Cedar Rapids ✮✮✮
Unconventional
by Glenn Lovell
What happens in “Cedar Rapids” — the new indie comedy, that is — doesn’t stay in Cedar Rapids.
This is excellent news for filmgoers in the mood for something hilariously off-kilter.
Ed Helms (“The Hangover”) finds his break-out role in Tim Lippe, an insurance agent who’s sent to a convention in Iowa. More straight-arrow than a Bible salesman in a ‘50s time warp, Lippe falls under the tutelage of three convention vets — played by John C. Reilly, Anne Heche and Isiah Whitlock Jr. — and emerges from his polyester cocoon to become a social butterfly.
I know, I know, it sounds like “The 40 Year Old Virgin”/”Get Him to the Greek” personality makeover. Thanks to director Miguel Arteta (“Chuck & Buck”) and producer Alexander Payne (“Sideways”), it’s quite a bit more — a deadpan, unexpectedly sweet farce about losing control without forfeiting your integrity, entirely.
Helms’ Tim hails from an itty-bitty town in Wisconsin, where he works for Brown Star Insurance and dates his 7th grade biology teacher, Mrs. Vanderhei (Sigourney Weaver). He’s the kind of guy who would never fudge on his expenses or gossip at the water cooler; he redefines buttoned-down.
And he’s ripe for a life-changing adventure.
Just such an opportunity presents itself when Brown Star’s No. 1 agent dies (from autoerotic asphyxia) ) and a sub is needed to represent the firm at “The Big Show.” This is Tim’s chance, provided he doesn’t fall in with the wrong crowd. The boss’s parting words: “Prove that Brown Star is a good outfit, a Christian outfit.”

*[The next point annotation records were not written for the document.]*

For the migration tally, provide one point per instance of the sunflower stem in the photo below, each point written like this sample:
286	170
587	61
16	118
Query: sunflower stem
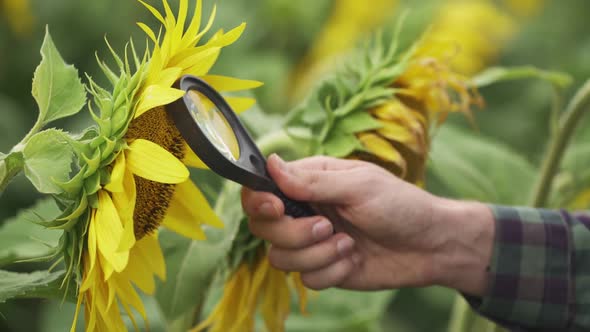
558	144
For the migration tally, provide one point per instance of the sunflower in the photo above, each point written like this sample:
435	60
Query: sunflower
253	286
18	15
349	22
525	8
145	166
427	91
469	33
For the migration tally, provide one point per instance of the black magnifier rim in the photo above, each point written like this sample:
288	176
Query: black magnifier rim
250	168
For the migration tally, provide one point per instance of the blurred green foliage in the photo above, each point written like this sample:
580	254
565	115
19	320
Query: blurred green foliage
513	129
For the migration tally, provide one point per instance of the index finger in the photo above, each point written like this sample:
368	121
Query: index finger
262	205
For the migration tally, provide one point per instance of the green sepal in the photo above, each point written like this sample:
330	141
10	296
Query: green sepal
56	86
107	148
48	157
73	186
110	158
70	218
341	145
93	201
92	183
357	122
93	163
501	74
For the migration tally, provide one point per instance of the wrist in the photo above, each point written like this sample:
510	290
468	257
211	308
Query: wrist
467	238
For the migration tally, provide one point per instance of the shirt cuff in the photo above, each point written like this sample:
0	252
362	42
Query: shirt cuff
530	279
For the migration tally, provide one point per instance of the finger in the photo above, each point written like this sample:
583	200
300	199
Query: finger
330	276
262	205
312	185
324	163
314	257
290	233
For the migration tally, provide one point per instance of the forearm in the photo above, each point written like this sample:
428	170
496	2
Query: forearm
467	232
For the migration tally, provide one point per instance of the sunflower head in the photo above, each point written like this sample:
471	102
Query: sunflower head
381	105
468	35
133	177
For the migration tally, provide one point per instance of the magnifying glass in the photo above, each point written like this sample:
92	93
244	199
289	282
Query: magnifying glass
214	132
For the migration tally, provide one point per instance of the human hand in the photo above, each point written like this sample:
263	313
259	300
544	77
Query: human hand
389	233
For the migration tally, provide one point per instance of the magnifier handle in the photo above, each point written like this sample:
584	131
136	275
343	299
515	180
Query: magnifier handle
295	209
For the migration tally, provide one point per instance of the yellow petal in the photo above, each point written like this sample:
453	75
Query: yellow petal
148	31
78	305
240	104
193	28
116	181
92	240
127	295
169	75
224	83
125	204
191	159
154	11
230	37
152	162
149	247
109	231
146	260
203	67
179	29
200	62
157	95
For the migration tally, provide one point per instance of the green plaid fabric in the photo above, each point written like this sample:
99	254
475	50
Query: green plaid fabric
540	271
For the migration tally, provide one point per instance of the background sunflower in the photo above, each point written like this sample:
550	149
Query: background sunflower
510	133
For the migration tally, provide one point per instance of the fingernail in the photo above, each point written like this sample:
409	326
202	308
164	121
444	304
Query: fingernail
280	162
267	209
344	246
321	230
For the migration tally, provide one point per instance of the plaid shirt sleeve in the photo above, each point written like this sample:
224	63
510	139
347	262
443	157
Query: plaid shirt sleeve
540	271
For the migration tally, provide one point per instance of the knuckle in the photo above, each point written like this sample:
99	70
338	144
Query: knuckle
311	282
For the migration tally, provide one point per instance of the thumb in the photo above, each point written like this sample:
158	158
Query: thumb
317	179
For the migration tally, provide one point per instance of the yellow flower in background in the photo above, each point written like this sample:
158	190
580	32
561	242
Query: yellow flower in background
470	33
149	183
428	91
525	8
255	286
349	22
18	15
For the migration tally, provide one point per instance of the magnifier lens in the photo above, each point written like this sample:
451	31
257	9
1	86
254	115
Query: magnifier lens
214	125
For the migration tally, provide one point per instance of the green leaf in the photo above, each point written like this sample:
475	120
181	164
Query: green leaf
40	284
470	166
301	133
192	265
341	145
22	239
357	122
336	310
56	86
48	158
10	166
499	74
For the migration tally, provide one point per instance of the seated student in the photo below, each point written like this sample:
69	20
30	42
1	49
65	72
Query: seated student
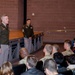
61	62
47	50
55	49
67	47
23	53
6	69
31	64
50	67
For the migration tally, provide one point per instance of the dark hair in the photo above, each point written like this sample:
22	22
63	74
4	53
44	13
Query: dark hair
68	42
32	61
59	58
28	19
51	65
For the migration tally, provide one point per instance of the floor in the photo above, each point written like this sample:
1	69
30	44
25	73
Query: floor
39	54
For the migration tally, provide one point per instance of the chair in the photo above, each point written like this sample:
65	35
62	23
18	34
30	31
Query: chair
39	66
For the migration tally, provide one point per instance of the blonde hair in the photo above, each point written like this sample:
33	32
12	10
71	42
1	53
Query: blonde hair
6	69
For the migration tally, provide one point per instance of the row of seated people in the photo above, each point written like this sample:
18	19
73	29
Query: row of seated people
53	63
52	52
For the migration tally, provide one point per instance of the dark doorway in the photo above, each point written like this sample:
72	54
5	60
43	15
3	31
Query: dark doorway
25	11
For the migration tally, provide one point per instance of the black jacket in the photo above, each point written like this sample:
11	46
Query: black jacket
4	34
28	31
33	71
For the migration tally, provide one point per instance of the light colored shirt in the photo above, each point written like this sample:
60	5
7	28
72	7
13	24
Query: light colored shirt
67	52
46	57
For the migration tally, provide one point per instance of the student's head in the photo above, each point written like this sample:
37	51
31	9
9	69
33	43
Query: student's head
50	67
67	44
23	52
48	49
31	61
4	19
58	57
6	69
28	21
55	48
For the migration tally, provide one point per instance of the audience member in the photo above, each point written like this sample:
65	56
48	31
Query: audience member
23	53
67	47
48	51
55	49
61	62
31	64
6	69
50	67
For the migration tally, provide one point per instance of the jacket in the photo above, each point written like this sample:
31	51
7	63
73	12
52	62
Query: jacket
4	34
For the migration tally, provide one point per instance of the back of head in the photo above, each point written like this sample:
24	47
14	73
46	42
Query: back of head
68	42
58	57
56	47
50	65
32	61
48	48
23	52
6	69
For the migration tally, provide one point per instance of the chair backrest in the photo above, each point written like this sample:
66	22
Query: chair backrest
39	66
18	69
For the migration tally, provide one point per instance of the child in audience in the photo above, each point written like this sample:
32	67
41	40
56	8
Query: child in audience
48	51
55	49
67	47
31	64
61	62
50	67
6	69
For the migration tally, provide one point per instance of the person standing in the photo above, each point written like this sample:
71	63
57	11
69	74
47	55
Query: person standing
4	39
28	33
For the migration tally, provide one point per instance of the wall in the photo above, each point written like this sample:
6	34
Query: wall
56	18
14	9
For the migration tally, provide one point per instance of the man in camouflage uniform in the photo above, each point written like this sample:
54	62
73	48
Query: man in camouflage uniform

The room assignments may make this difficult. Tim is paired with the rowdy “Deanzie” Ziegler (Reilly), the convention clown whose nonstop raunch would make Chris Rock blanche, and Ronald Wilkes (Whitlock), a by-the-book agent who lives vicariously through Ziegler. The married with children Joan Ostrowski (Heche) uses the yearly gathering to spread her wings. Together, this threesome introduces Mr. Uptight to Happy Hour, poolside shenanigans, and the ever popular one-night stand, after which he wails, “I am a philanderer!”
Tim, of course, gets in touch with his inner freak ‒ and becomes the life of the convention, surprising himself at the talent contest and scavenger hunt. He has so much fun he almost forgets why he’s there ‒ to bring home the top sales trophy, bestowed by the holier-than-thou company president (Kurtwood Smith).
A movie like “Cedar Rapids” skates dangerously close to Will Farrell territory. That it never goes over the edge, trading moments of charm for all-out crassness, is a testament both to director Arteta’s loopy sensibility and Helms’ disarming performance. Areta’s pacing is playful without ever seeming frantic, and Helms, unlike Steve Carell, embraces the blank-faced dweeb without condescension. Helms gets strong support from Whitlock, who even spoofs himself in “The Wire,” and the scandalously under-utilized Heche, who brings a sad yearning to her weekend flirt. Reilly, no stranger to raucous buddy roles, here explores both that stock character’s outer limits and inner doubts. Weaver’s Mrs. V, a.k.a. “Mommy Bird,” doesn’t have much to do, but she earns one of the biggest laughs when she instructs Tim to vacate the nest.
“Cedar Rapids” is not an instant classic ‒ the end-credit outtakes belong in Ziegler’s frat-house sequel ‒ but it is often amusing in the style of “Groundhog Day” and that’s saying something when screen comedy remains synonymous with the comic eventually getting whacked in the balls. To verify, see Adam Sandler’s latest … or at least the trailer.
CEDAR RAPIDS ✮✮✮ With Ed Helms, John C. Reilly, Anne Heche, Isiah Whitlock Jr., Kurtwood Smith. Directed by Miguel Arteta; scripted by Phil Johnston. 86 min. Rated: R (for raunchy language, humorous sexual encounters).